A Tale Etched in Blood and Hard Black Pencil by Christopher Brookmyre

This book was published in 2006 and I think it’s the third or fourth book which I’ve read by Christopher Brookmyre. He’s a Scottish author who writes about the nitty gritty side of the west of Scotland. He can be very funny but most of this one is written in very broad ‘Glaswegian’, it does have a glossary but I think it would be quite a difficult read for a lot of people.

This is another investigation for Karen who is now a detective inspector and the murder victim was at school with her, as was the chief suspect. I think that the storyline itself is good but all the grot that goes along with it is a bit too much. Plus this one has a lot about football matches in it and although I don’t skim read usually I must admit that I ended up doing that at the football bits because all the descriptions of matches meant nothing to me.

It’s a trip back to school and the school playground with all the nastiness and cruelty that that entails. The language throughout is very ‘blue’ and it’s set in a Roman Catholic atmosphere, alien to me as I went to a state school or Proddy school, as the RCs wrongly call them.

But apart from the religious bits the biggest difference seems to have been that in those days of getting the belt/tawse as a punishment, there seems to have been a maximum of 4 strokes – 2 on each hand. At my school they could give you 6 maximum and all on the same hand! The belt was a heavy leather strap with ‘tongues’ at the end, usually two, sometimes three.

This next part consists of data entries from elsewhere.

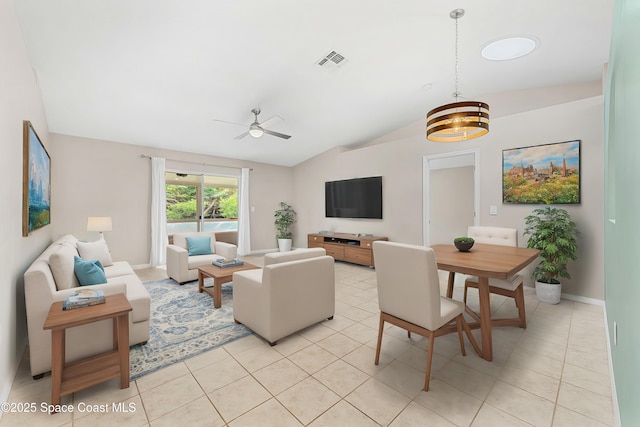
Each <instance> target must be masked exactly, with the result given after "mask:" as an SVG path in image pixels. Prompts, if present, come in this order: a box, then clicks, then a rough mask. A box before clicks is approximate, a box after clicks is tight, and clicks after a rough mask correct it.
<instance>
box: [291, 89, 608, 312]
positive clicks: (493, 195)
mask: <svg viewBox="0 0 640 427" xmlns="http://www.w3.org/2000/svg"><path fill="white" fill-rule="evenodd" d="M574 139H580V140H582V164H581V180H582V203H581V204H580V205H562V207H565V208H566V209H567V210H568V211H569V212H570V213H571V215H572V216H573V218H574V220H575V221H576V223H577V224H578V227H579V228H580V230H581V231H582V237H581V238H580V240H579V259H578V261H577V262H575V263H573V264H572V265H570V267H569V271H570V273H571V275H572V279H571V280H565V281H563V292H565V293H568V294H572V295H577V296H582V297H586V298H593V299H599V300H603V299H604V290H603V276H604V273H603V253H602V247H603V226H602V223H603V212H602V205H603V171H604V166H603V155H602V152H603V98H602V96H596V97H592V98H587V99H583V100H579V101H574V102H569V103H565V104H559V105H555V106H551V107H546V108H541V109H537V110H533V111H528V112H525V113H519V114H513V115H509V116H503V117H499V118H497V119H494V120H492V121H491V131H490V132H489V134H488V135H486V136H484V137H482V138H478V139H475V140H472V141H468V142H465V143H453V144H435V143H431V142H428V141H426V139H425V137H424V133H423V132H422V131H420V133H417V132H416V133H414V135H412V136H406V135H403V137H402V139H397V140H394V141H390V142H386V143H380V144H376V145H370V146H367V147H364V148H361V149H355V150H346V149H340V148H336V149H333V150H329V151H327V152H325V153H322V154H320V155H318V156H316V157H314V158H312V159H310V160H308V161H306V162H304V163H301V164H300V165H298V166H296V167H295V168H294V169H295V171H294V182H295V187H294V191H295V203H296V207H297V209H298V212H299V214H300V215H299V220H298V223H297V224H296V235H295V241H294V244H295V245H296V246H305V245H306V234H307V233H311V232H317V231H319V230H330V231H339V232H345V233H372V234H375V235H383V236H387V237H389V239H390V240H393V241H399V242H405V243H412V244H422V243H423V242H422V236H423V225H422V218H423V216H422V159H423V157H424V156H427V155H433V154H439V153H444V152H454V151H463V150H469V149H473V148H477V149H478V151H479V165H480V166H479V174H480V212H479V223H480V225H494V226H505V227H514V228H518V229H519V230H520V236H519V237H520V238H519V242H520V245H521V246H524V245H525V242H526V239H525V238H523V237H522V230H523V228H524V217H525V216H527V215H528V214H529V213H530V212H531V210H533V209H534V208H536V207H538V206H535V205H503V204H502V150H503V149H507V148H515V147H526V146H530V145H540V144H548V143H553V142H562V141H568V140H574ZM372 175H382V176H383V199H384V206H383V217H384V219H382V220H349V219H336V218H325V216H324V182H325V181H330V180H336V179H347V178H355V177H364V176H372ZM451 194H452V195H455V194H456V192H455V188H452V189H451ZM491 205H496V206H498V215H496V216H489V206H491Z"/></svg>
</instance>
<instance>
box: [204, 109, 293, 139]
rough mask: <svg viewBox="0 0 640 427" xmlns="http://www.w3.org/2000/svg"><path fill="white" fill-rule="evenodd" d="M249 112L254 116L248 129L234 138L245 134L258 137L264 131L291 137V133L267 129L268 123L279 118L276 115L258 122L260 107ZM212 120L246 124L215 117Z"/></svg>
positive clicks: (274, 120)
mask: <svg viewBox="0 0 640 427" xmlns="http://www.w3.org/2000/svg"><path fill="white" fill-rule="evenodd" d="M251 112H252V113H253V115H254V116H255V118H254V120H253V123H251V124H250V125H249V130H248V131H246V132H244V133H241V134H240V135H238V136H236V137H235V138H234V139H242V138H244V137H245V136H247V135H251V136H252V137H254V138H260V137H261V136H262V135H264V134H265V133H266V134H267V135H273V136H277V137H278V138H283V139H289V138H291V135H285V134H284V133H280V132H275V131H272V130H269V129H267V128H268V127H269V125H270V124H272V123H273V122H276V121H277V119H279V117H278V116H274V117H272V118H270V119H269V120H266V121H264V122H262V123H260V122H259V121H258V114H260V109H259V108H254V109H253V110H251ZM280 120H281V119H280ZM214 121H216V122H223V123H230V124H233V125H238V126H246V125H242V124H240V123H233V122H227V121H224V120H216V119H214Z"/></svg>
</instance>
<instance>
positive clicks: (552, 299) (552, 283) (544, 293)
mask: <svg viewBox="0 0 640 427" xmlns="http://www.w3.org/2000/svg"><path fill="white" fill-rule="evenodd" d="M561 292H562V285H561V284H557V285H555V284H553V283H543V282H538V281H536V296H537V297H538V299H539V300H540V301H542V302H546V303H547V304H558V303H559V302H560V293H561Z"/></svg>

Within the glossary Brookmyre states that the belt/tawse was outlawed in the 1980s less on humanitarian grounds than upon the belated realisation that the weans were having competitions to see who could get the most lashes.

In fact corporal punishment was banned in Scottish schools by the European Union. One Fife mother (not me) took the education authority to the European Court because she was outraged that her son had got the belt. The children weren’t all that happy about it at the time because most of them preferred to get the punishment over with quickly, rather than having to do detention or write lines or whatever. Ah we’re never happy are we!